When we’re all seated at the table, with the kids sitting on the living room floor all loudly talking over one another, Hope clears her throat.
“It’s really nice to see you, Savvy. I just have to say, I watch every episode of Love General, and I think you’re just so talented.” She dazzles me with a smile.
Noah’s longtime girlfriend has basically been another sister to me growing up and has always been bright and warm.
“Thanks, Hope. I love my job,” I say simply, not sure how to do this.
“Addy didn’t tell us why you’re back in town. So why is that?” Lori looks to me as she bites off a piece of pepperoni, the baby snoozing in her lap.
No subtlety to be found there. “I’m trying to buy an apartment with my boyfriend in the city, and apparently still own that little house out on the lake. So I have to sell it before my credit score can clear for the sale.”
Adeline snorts. “We all told you back then that investing in that craphole was a bad idea.”
Hope giggles and covers Noah’s hand where it lies on the table. “But it was so romantic.”
“A boyfriend, huh? Why didn’t he come with you?” Lori asks.
I stare at my pizza, not even hungry. It’s hilarious how fast you can feel like the baby sister, even as an almost thirty-year-old, with all of your older siblings shooting questions at you.
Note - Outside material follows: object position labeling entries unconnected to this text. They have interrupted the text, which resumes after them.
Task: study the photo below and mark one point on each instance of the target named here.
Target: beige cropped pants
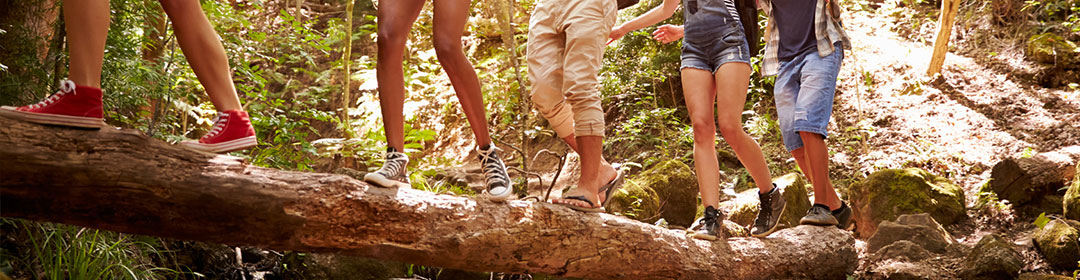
(565, 51)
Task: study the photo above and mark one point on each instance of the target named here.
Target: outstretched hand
(617, 32)
(666, 34)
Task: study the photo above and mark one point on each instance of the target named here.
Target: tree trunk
(1024, 180)
(120, 180)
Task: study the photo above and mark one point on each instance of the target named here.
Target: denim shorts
(804, 92)
(713, 35)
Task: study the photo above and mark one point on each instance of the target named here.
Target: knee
(389, 37)
(447, 44)
(179, 9)
(703, 127)
(729, 127)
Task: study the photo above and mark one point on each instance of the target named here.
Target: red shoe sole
(85, 122)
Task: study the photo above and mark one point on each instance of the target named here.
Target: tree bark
(1024, 180)
(120, 180)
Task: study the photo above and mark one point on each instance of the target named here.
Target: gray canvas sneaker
(392, 173)
(769, 210)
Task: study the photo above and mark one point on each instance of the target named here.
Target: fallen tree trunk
(1027, 178)
(123, 181)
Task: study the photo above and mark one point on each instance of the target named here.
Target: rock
(905, 270)
(904, 251)
(1033, 276)
(920, 229)
(1051, 49)
(742, 210)
(991, 258)
(666, 190)
(1024, 180)
(1058, 241)
(1071, 200)
(889, 194)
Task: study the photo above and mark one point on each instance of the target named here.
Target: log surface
(122, 181)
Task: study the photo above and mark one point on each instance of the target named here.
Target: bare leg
(700, 91)
(449, 23)
(88, 25)
(730, 97)
(817, 159)
(394, 18)
(204, 52)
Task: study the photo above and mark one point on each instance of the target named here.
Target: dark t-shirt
(795, 24)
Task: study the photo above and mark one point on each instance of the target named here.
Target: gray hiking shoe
(842, 216)
(392, 173)
(819, 215)
(769, 210)
(499, 187)
(710, 227)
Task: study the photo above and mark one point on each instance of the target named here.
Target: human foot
(580, 200)
(232, 131)
(71, 106)
(499, 187)
(392, 173)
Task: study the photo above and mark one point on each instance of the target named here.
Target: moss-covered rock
(1052, 49)
(991, 258)
(888, 194)
(1057, 241)
(667, 190)
(1071, 201)
(742, 210)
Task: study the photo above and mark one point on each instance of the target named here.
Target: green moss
(1057, 242)
(669, 190)
(1071, 201)
(888, 194)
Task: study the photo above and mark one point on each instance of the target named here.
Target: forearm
(652, 16)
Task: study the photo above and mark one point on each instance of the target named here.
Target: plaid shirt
(827, 29)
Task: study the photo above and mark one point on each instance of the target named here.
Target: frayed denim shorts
(804, 91)
(713, 35)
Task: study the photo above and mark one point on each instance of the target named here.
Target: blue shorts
(804, 92)
(713, 36)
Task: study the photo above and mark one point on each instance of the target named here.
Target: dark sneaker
(499, 187)
(710, 227)
(819, 215)
(392, 173)
(232, 131)
(769, 210)
(842, 216)
(71, 106)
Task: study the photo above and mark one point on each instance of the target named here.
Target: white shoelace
(394, 164)
(66, 87)
(219, 122)
(493, 168)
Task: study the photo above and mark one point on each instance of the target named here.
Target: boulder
(920, 229)
(905, 270)
(904, 251)
(1025, 180)
(1057, 241)
(667, 190)
(889, 194)
(742, 210)
(1052, 49)
(1071, 201)
(991, 258)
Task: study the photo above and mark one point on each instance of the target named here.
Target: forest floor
(889, 114)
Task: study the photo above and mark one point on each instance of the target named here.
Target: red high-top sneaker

“Perry is very busy, he works on Wall Street and just … his job is very demanding.”
And I didn’t know how to, or didn’t want to, introduce him to the world I grew up in. I see that unsaid answer all over their faces.
“Have you been out to see Mom?” Noah asks.
My sisters must have put him up to this, because they’d never be brave enough to ask. The table grows silent, the sorest of subjects causing my heart to fracture.
“No.” I glower at him.
I have no intention of going out there to see her. There was a reason I hadn’t been back to Hale in ten years.